Monday, December 24, 2012

'Til We Meet Again

Napa CA
We went to an annual San Francisco “Dickens Fair” yesterday.  It was the Cow Palace, a huge place just packed with various stalls, stages, actors running around playing period characters, and food, all in a Victorian theme.  There was an astonishing number of fair-goers in full costumes with all the accouterments, eg several men with chimney-sweep equipment.  So it was pretty neat.  Although the birds-eye map of the floor was pretty straightforward, it was confusing for me to wander around by myself.  And when I did spot something and wanted to show it to the family, I had trouble remembering where I had seen them.  That’s a significant increase in impairment of spatial memory.

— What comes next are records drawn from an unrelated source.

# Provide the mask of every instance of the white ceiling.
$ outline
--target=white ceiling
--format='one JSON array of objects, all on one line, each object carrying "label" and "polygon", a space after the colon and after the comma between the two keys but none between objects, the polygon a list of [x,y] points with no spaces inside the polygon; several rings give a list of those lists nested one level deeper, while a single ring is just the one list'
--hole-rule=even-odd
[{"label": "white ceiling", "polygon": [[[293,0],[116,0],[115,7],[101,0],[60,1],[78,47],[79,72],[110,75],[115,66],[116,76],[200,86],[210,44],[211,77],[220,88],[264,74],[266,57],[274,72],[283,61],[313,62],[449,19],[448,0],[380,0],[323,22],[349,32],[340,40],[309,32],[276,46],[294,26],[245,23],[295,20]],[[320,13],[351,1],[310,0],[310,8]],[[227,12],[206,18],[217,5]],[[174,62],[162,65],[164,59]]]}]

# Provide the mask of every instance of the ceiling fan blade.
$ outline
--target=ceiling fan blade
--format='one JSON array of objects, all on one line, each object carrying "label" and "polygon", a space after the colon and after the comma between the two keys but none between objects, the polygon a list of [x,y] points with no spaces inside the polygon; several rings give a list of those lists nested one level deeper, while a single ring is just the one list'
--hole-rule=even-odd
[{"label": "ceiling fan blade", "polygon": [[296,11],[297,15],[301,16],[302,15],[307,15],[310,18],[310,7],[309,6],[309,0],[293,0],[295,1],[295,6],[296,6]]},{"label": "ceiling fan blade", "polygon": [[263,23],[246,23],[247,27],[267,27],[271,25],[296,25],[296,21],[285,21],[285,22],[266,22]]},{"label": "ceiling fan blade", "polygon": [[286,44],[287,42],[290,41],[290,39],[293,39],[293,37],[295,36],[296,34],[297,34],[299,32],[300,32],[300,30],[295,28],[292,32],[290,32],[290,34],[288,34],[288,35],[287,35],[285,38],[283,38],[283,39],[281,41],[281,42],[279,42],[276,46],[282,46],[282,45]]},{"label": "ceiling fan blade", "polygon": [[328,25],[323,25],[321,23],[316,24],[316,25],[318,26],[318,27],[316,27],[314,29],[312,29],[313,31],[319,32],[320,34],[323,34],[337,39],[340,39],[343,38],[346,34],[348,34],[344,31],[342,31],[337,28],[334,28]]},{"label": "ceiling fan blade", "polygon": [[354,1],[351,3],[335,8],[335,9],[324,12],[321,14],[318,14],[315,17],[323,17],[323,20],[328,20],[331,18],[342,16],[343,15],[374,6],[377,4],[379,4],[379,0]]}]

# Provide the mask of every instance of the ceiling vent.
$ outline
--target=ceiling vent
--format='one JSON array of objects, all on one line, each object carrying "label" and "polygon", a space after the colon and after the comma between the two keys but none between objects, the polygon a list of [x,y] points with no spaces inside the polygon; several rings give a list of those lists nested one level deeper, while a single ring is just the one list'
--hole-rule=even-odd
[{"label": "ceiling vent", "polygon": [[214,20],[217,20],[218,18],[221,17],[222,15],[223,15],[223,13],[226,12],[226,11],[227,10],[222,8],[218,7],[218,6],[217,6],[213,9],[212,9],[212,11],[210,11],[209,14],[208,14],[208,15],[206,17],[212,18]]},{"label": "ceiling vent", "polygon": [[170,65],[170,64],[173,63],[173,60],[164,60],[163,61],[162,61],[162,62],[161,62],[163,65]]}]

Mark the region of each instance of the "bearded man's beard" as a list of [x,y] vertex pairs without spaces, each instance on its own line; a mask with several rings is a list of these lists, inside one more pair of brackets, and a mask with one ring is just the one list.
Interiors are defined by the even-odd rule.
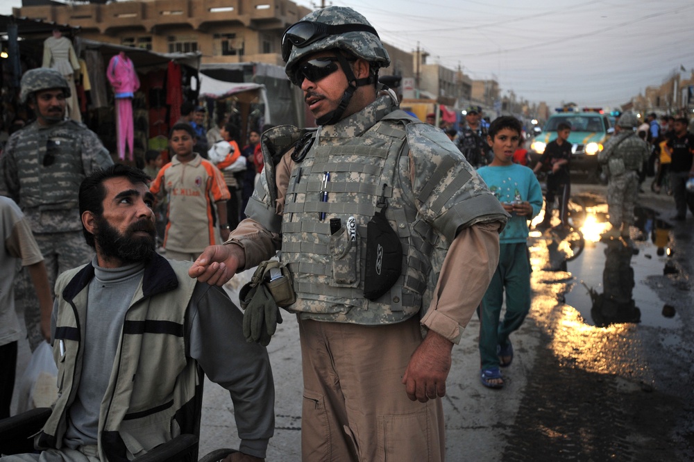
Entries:
[[[103,217],[98,217],[96,224],[94,240],[104,257],[116,258],[126,263],[146,263],[156,254],[157,231],[151,220],[133,223],[123,234]],[[141,231],[148,235],[134,236]]]

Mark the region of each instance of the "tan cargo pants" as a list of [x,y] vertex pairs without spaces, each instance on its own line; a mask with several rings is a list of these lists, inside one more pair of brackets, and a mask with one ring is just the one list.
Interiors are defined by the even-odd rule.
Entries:
[[305,462],[439,462],[441,399],[410,401],[400,383],[422,342],[418,317],[384,326],[299,320]]

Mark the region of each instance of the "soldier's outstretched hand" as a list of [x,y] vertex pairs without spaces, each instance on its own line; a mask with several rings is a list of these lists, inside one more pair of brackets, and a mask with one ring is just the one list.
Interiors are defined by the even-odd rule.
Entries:
[[210,286],[223,286],[246,263],[244,249],[235,245],[210,245],[188,270],[188,275]]

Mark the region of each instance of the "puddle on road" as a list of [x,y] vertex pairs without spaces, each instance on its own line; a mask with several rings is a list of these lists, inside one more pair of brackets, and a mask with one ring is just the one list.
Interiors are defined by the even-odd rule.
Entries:
[[663,274],[669,259],[670,224],[654,211],[637,208],[634,226],[638,230],[632,232],[638,251],[634,254],[622,240],[600,241],[600,233],[610,227],[606,222],[607,204],[582,205],[572,204],[573,224],[580,226],[584,238],[582,249],[575,251],[577,255],[566,249],[576,251],[578,245],[557,242],[556,232],[531,233],[536,244],[544,241],[547,247],[548,257],[541,268],[568,271],[573,276],[574,283],[565,295],[566,303],[591,326],[626,322],[677,327],[680,321],[675,308],[666,305],[646,283],[649,276]]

During this Christmas vacation, I’ve thought intermittently about how long it will be until I see the family again.  I’ve decided to come much more frequently to see Laurel and her family so it will be only March.  But Karin and Gabriel will be in India for as long as a year and a half as he does his PhD dissertation.  They will be back in August but then not until mid-2014.  The changes in cognitive ability don’t seem to be happening very quickly, but they are certainly happening.  I don’t know who I’ll be when I see them again.  In some important way this and other times are opportunities for saying good-bye, for recognizing that things will be significantly different when we are together again.  Perhaps that’s too dramatic!  Perhaps it will be so gradual that we don’t ever really say goodbye but the relationships just fade away.  If so, when is the time for mourning?  Probably I just have to accept the fact that each saying goodbye will have more significance than it has before this disease.  Maybe that’s enough.